Chapitre 18
Je me suis réveillée le lendemain, les genoux qui craquaient à chaque fois que je les pliais et les tendais. Mes os faisaient des bruits de craquement quand je m'étirais. Tout mon corps était étonnamment courbaturé à cause du mini entraînement d'hier. Je n'avais pas pensé que ces petits mouvements pouvaient provoquer une douleur aussi horrible sur mes triceps.
Quand j'ai quitté mon coin, M. Huang était déjà dans la cuisine, en train de préparer le petit-déjeuner pour nous deux. J'ai pris mes affaires de toilette et j'ai marché dans le court couloir jusqu'aux toilettes pour me brosser les dents. Après m'être rafraîchie, je suis retournée dans mon coin pour déposer mes affaires de toilette et j'ai flâné dans la cuisine, en prenant une pomme et en la mordant. Le jus a inondé mes papilles. L'acidité a ressorti et m'a ouvert les yeux.

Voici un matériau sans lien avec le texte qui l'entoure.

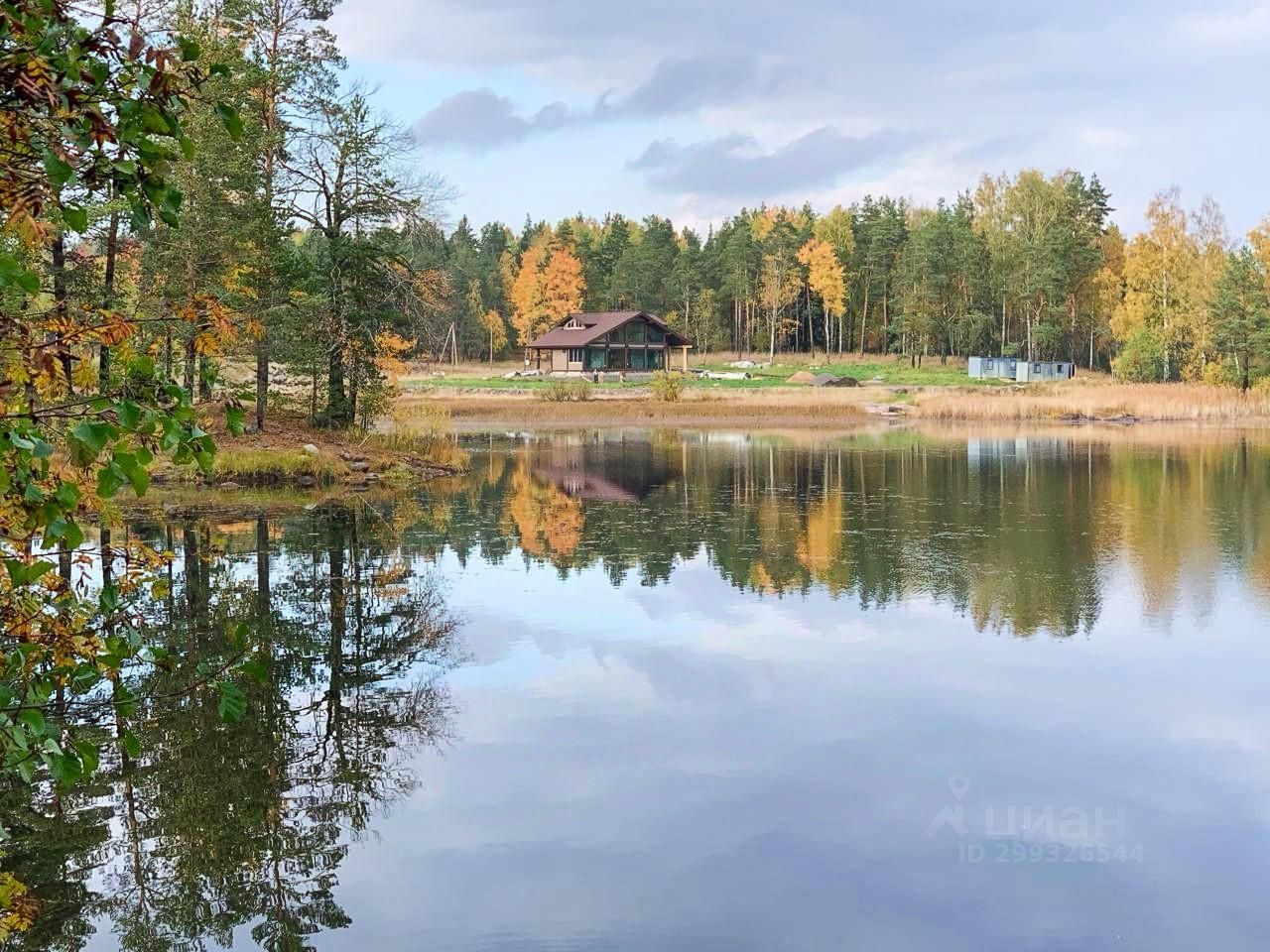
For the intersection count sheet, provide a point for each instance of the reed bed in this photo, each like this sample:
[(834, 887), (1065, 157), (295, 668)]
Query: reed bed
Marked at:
[(1192, 403)]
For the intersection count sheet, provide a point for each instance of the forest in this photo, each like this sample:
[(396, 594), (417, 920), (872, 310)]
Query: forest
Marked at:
[(312, 238), (190, 186)]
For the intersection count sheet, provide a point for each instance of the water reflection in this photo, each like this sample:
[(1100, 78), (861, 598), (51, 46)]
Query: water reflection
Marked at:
[(719, 687), (218, 832), (1016, 532)]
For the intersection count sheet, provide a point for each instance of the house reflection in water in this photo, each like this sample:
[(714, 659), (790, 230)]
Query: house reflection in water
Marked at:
[(608, 467)]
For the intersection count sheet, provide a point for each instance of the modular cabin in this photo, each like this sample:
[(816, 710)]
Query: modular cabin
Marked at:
[(610, 340), (1021, 371), (988, 367)]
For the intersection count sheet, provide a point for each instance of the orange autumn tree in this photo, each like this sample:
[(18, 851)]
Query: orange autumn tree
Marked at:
[(93, 111), (826, 280), (545, 290)]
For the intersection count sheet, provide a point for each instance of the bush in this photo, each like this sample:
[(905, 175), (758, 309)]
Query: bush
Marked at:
[(667, 386), (1142, 361), (1219, 373), (559, 391)]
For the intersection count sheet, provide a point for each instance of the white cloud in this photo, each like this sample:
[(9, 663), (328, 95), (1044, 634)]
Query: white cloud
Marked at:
[(1239, 28)]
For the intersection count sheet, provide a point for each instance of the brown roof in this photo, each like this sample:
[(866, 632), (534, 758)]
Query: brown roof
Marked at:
[(594, 326)]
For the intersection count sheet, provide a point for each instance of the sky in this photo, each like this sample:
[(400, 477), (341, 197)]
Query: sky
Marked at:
[(694, 109)]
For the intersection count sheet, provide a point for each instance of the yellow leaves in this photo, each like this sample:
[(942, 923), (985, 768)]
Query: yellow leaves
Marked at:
[(527, 295), (389, 349), (825, 275), (492, 321), (547, 521), (18, 909), (545, 290), (563, 285), (213, 320)]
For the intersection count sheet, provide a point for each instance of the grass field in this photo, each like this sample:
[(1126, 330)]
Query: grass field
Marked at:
[(869, 370)]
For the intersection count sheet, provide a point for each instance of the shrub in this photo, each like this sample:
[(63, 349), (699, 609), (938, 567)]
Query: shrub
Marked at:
[(1142, 361), (567, 390), (1219, 373), (667, 386)]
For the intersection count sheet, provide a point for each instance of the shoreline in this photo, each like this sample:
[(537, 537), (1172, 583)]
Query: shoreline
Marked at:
[(1080, 404)]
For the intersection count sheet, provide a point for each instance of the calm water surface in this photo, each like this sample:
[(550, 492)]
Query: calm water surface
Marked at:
[(674, 690)]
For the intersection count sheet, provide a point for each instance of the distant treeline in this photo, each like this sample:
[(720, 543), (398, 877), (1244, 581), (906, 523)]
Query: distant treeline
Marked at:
[(1024, 264)]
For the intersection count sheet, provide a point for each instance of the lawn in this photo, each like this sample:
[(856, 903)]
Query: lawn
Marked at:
[(894, 372)]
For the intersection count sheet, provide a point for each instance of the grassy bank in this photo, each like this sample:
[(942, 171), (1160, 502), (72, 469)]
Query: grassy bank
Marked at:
[(1098, 400), (289, 452), (1080, 400), (885, 371)]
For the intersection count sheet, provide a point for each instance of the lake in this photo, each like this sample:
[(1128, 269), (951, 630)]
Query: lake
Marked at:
[(707, 690)]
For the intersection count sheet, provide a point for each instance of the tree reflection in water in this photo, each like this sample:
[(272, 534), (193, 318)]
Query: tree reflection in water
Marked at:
[(212, 829), (1019, 534), (216, 833)]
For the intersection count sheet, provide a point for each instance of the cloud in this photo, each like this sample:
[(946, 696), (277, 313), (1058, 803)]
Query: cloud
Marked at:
[(1250, 27), (480, 119), (735, 166)]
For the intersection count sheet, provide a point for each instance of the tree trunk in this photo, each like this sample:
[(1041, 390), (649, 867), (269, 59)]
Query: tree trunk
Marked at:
[(112, 249)]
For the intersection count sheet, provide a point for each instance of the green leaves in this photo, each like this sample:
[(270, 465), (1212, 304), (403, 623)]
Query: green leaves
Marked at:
[(190, 49), (231, 121), (58, 171), (234, 419), (75, 217), (232, 703), (13, 275), (87, 439)]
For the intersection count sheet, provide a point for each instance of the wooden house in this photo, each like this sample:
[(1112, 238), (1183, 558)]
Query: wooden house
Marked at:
[(610, 340)]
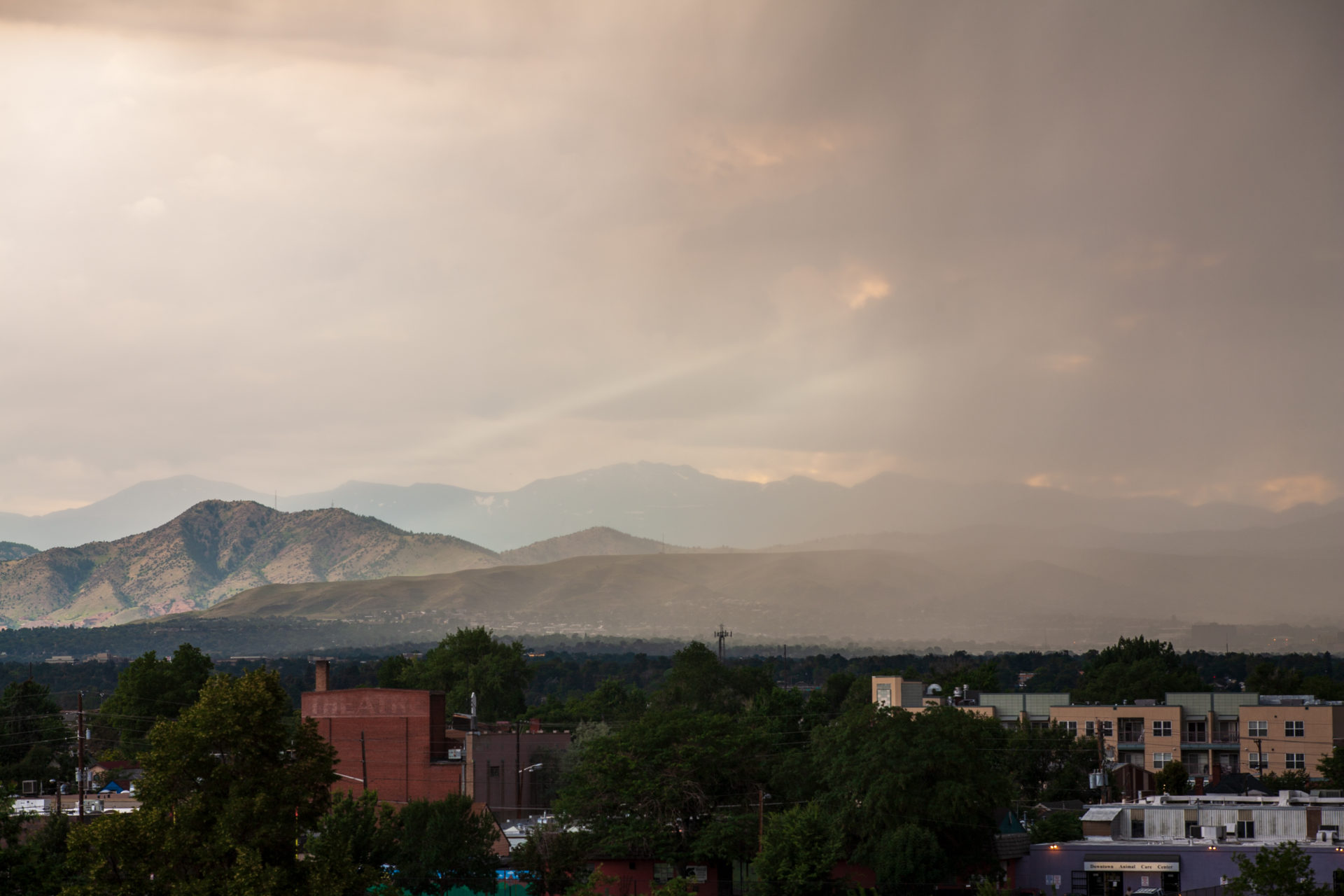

« Bien, tu es réveillée. Maintenant, mangeons. On a beaucoup de choses à couvrir et je m'attends à ce que tu les maîtrises. Puisqu'on n'a que deux semaines, ou peut-être moins, on ne peut plus perdre de temps, alors mange. » M. Huang ne s'est même pas embêté à faire de la petite conversation et j'ai suivi. J'ai ramassé les baguettes en bois et j'ai commencé à manger.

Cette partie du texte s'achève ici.